Talking about why high self-esteem is important, she said it leads to positive self-image, confidence and ability to make friends easily. “Those with high self-esteem feel more comfortable around new people, find it easier to seek help and are proud of their achievements,” Dr Malhotra added. In contrast, those with poor self-esteem are fearful of making mistakes and failing, are generally under-achievers and unsure about their decisions. “Without generalizing, we can safely can
that they are also shy & quiet, insecure, unhappy & angry. As a result, they suffer from depression, have poor self-image, lack confidence and also harbor suicidal thoughts,” the doctor said.

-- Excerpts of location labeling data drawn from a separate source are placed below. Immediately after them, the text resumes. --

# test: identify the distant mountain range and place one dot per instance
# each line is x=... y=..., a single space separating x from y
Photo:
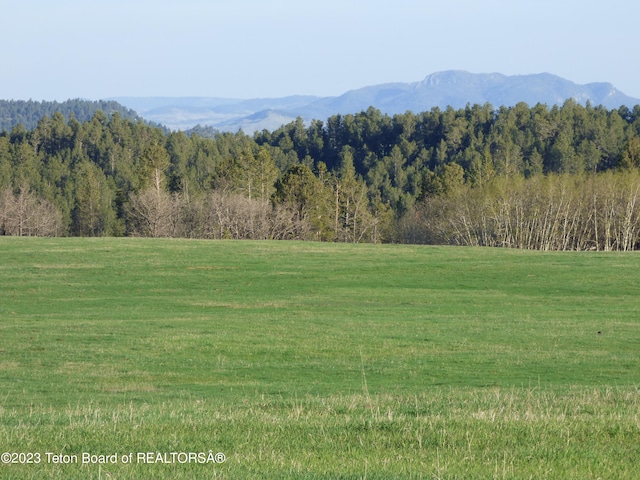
x=450 y=88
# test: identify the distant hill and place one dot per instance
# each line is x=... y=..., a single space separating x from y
x=29 y=112
x=450 y=88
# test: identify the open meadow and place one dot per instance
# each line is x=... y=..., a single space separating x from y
x=139 y=358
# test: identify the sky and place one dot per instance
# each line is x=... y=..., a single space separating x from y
x=98 y=49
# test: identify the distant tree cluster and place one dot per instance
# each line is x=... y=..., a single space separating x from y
x=525 y=177
x=28 y=113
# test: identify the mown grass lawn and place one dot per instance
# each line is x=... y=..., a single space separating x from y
x=314 y=360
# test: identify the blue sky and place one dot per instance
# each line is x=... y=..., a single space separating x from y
x=257 y=48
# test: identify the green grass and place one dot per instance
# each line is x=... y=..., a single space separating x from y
x=313 y=360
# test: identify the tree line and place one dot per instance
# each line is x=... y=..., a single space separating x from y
x=564 y=177
x=29 y=112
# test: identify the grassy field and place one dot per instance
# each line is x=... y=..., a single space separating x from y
x=310 y=360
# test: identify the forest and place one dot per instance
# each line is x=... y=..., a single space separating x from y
x=550 y=178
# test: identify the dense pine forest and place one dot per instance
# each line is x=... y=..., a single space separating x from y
x=28 y=113
x=529 y=177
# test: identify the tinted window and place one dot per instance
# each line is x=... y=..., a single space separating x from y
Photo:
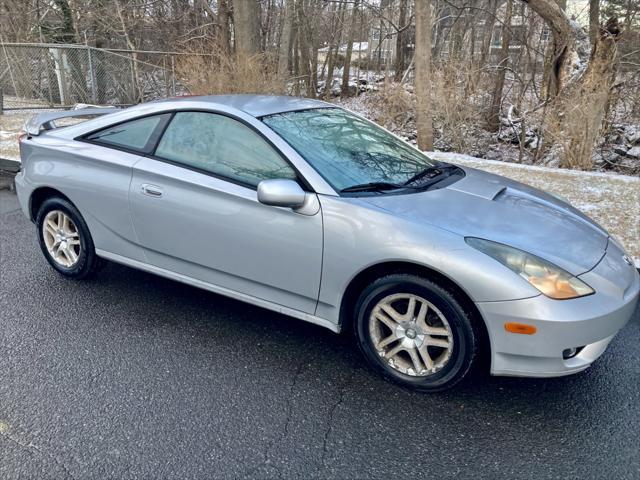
x=347 y=150
x=222 y=146
x=134 y=135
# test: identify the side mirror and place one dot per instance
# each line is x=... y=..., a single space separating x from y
x=281 y=193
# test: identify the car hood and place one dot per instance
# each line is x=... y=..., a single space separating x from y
x=495 y=208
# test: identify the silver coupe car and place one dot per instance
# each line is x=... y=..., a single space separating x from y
x=310 y=210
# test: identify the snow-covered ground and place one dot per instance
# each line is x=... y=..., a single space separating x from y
x=612 y=200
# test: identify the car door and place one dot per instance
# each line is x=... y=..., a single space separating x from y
x=195 y=212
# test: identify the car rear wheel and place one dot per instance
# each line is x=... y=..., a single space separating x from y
x=65 y=240
x=415 y=333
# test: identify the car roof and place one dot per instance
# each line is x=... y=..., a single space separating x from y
x=257 y=105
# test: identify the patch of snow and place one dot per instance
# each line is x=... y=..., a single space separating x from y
x=453 y=157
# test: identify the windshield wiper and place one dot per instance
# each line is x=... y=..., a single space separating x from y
x=432 y=172
x=373 y=187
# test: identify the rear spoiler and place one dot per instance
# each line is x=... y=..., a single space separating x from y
x=46 y=120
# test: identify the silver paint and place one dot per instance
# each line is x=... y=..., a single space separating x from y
x=217 y=235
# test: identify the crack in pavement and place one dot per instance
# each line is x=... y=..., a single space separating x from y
x=332 y=412
x=285 y=431
x=5 y=433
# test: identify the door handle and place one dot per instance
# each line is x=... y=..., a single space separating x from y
x=151 y=190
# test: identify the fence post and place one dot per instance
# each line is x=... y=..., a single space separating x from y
x=173 y=76
x=92 y=77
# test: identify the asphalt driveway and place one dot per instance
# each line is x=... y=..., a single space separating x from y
x=134 y=376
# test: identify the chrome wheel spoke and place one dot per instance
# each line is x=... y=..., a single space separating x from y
x=61 y=238
x=426 y=358
x=436 y=342
x=71 y=255
x=436 y=331
x=410 y=334
x=394 y=351
x=387 y=341
x=392 y=325
x=392 y=312
x=417 y=364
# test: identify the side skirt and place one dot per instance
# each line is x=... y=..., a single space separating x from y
x=219 y=290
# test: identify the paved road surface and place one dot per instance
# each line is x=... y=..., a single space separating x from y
x=133 y=376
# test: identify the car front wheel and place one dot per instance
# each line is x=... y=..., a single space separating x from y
x=415 y=333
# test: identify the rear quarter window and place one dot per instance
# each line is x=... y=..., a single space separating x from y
x=138 y=135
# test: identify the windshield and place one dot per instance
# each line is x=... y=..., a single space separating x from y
x=347 y=150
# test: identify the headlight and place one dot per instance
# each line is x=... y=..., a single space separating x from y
x=546 y=277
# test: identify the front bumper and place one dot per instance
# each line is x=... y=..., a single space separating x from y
x=589 y=322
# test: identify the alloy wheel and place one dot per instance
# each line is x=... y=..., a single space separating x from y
x=61 y=238
x=410 y=334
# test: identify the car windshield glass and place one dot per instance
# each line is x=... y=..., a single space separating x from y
x=347 y=150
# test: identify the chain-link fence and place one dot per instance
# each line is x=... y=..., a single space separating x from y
x=39 y=76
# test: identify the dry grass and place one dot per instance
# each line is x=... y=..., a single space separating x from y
x=453 y=103
x=220 y=74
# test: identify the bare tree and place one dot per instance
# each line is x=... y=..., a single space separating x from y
x=584 y=77
x=424 y=122
x=285 y=41
x=594 y=20
x=346 y=71
x=493 y=122
x=246 y=16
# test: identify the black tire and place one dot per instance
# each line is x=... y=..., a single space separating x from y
x=466 y=336
x=88 y=262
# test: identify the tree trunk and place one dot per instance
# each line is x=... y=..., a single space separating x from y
x=594 y=20
x=333 y=51
x=401 y=41
x=493 y=121
x=246 y=16
x=584 y=79
x=424 y=122
x=346 y=71
x=285 y=46
x=577 y=115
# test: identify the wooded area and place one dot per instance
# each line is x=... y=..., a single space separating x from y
x=534 y=81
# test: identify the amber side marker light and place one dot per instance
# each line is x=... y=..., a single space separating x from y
x=521 y=328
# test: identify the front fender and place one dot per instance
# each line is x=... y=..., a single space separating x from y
x=358 y=236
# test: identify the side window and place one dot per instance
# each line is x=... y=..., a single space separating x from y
x=139 y=135
x=222 y=146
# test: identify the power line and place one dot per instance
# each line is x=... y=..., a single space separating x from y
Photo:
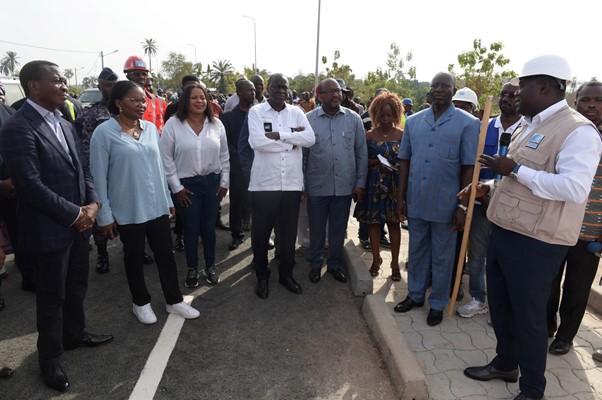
x=49 y=48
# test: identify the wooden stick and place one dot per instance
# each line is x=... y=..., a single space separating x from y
x=471 y=200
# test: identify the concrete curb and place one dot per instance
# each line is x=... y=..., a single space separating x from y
x=406 y=374
x=361 y=281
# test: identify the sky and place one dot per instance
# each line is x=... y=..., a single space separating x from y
x=435 y=31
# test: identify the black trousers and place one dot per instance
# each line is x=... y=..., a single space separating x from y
x=158 y=233
x=520 y=270
x=581 y=267
x=269 y=209
x=62 y=282
x=240 y=203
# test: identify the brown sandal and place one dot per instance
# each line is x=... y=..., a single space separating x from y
x=374 y=268
x=395 y=274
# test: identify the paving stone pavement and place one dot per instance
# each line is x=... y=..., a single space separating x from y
x=444 y=351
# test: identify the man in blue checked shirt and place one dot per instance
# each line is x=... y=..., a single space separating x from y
x=437 y=158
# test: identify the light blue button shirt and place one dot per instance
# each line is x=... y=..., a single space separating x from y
x=128 y=175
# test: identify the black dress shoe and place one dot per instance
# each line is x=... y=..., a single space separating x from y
x=407 y=305
x=102 y=265
x=148 y=260
x=434 y=318
x=55 y=378
x=560 y=347
x=88 y=340
x=263 y=289
x=220 y=225
x=522 y=396
x=291 y=284
x=6 y=372
x=315 y=275
x=338 y=275
x=489 y=372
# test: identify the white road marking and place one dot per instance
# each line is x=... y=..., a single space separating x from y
x=151 y=374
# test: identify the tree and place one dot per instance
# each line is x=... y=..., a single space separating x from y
x=68 y=74
x=174 y=68
x=150 y=49
x=220 y=70
x=482 y=69
x=9 y=63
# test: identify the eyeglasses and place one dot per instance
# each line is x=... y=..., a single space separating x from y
x=510 y=95
x=138 y=73
x=139 y=101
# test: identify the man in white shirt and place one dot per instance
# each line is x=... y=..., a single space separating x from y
x=277 y=131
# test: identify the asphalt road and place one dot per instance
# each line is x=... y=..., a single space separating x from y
x=310 y=346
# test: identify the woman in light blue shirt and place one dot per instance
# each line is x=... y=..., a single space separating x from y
x=129 y=178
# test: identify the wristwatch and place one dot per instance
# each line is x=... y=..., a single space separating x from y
x=514 y=173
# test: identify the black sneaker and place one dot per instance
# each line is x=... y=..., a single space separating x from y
x=192 y=280
x=148 y=260
x=179 y=244
x=211 y=275
x=102 y=264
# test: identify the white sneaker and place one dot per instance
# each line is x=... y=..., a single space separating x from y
x=183 y=309
x=471 y=309
x=144 y=314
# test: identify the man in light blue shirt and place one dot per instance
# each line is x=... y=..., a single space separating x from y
x=336 y=167
x=437 y=158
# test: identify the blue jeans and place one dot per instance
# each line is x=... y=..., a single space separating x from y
x=432 y=248
x=335 y=211
x=480 y=229
x=199 y=217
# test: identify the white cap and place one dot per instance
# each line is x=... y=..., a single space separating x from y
x=550 y=65
x=467 y=95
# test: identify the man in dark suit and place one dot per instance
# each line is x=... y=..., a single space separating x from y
x=57 y=207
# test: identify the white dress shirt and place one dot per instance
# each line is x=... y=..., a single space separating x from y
x=577 y=162
x=186 y=154
x=278 y=164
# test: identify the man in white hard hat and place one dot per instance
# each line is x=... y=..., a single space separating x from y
x=536 y=213
x=467 y=100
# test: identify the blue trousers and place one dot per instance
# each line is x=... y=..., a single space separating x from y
x=199 y=218
x=480 y=229
x=335 y=211
x=520 y=270
x=432 y=248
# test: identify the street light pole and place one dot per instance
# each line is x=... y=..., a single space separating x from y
x=75 y=71
x=188 y=44
x=317 y=50
x=102 y=59
x=254 y=39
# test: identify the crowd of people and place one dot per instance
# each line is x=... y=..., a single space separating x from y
x=132 y=163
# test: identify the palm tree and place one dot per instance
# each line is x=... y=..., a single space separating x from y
x=150 y=49
x=68 y=74
x=219 y=70
x=9 y=63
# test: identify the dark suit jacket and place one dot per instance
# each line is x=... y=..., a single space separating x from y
x=51 y=185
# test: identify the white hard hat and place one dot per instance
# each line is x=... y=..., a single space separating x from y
x=467 y=95
x=550 y=65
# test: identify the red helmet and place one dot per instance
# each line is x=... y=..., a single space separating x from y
x=134 y=63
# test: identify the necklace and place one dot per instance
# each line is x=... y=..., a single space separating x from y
x=132 y=131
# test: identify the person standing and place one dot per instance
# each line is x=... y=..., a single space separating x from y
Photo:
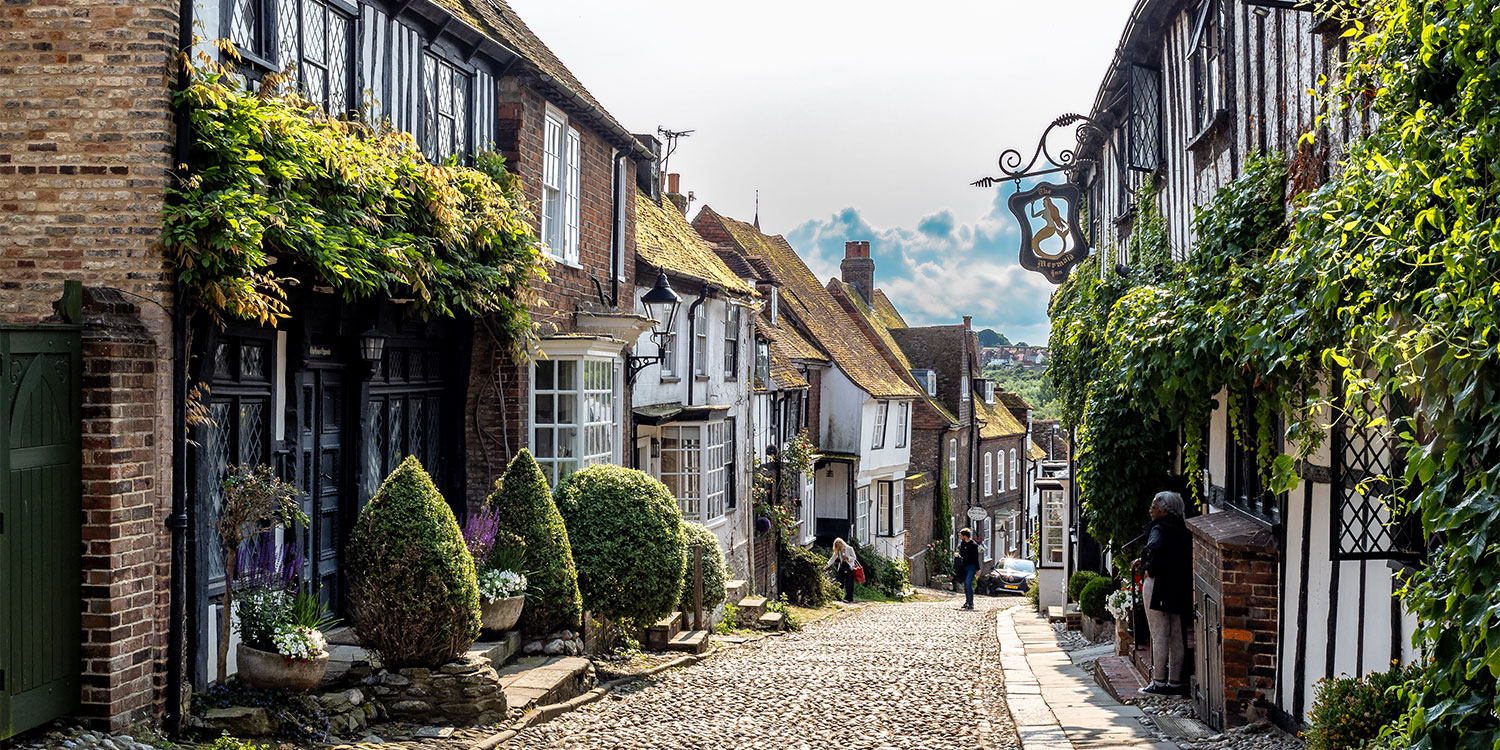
x=969 y=564
x=1166 y=590
x=843 y=561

Talking about the triggers behind poor self-worth, Dr Malhotra said, “Self-esteem can dip in life during adolescence, during situations of change, illnesses, adverse circumstances, disability and physical punishment or abuse.”

The most common signs of children suffering from poor self-esteem are that they start avoiding, become shy, withdraw into a shell, quit and give up easily. “When help is not available, children with low self-esteem resort to bullying, cheating, aggression, rowdy behavior, substance abuse and can fall victim to psychiatric disorders like anorexia, bulimia, anxiety, dissociation and attention-seeking behavior,” she warned.

Advising teachers to avoid criticism, ridicule and public shaming, Dr Malhotra said passing judgmental statements often causes children to clamp up. “Instead of focusing on the problem child, focus on his/her behavior,” she suggested.

Positive parenting also goes a long way into developing high self-esteem, the Fortis doctor said, advising parents to use praise, good communication, reasoning and healthy discussion as tools. “Be fair, firm and friendly,” she strongly recommended.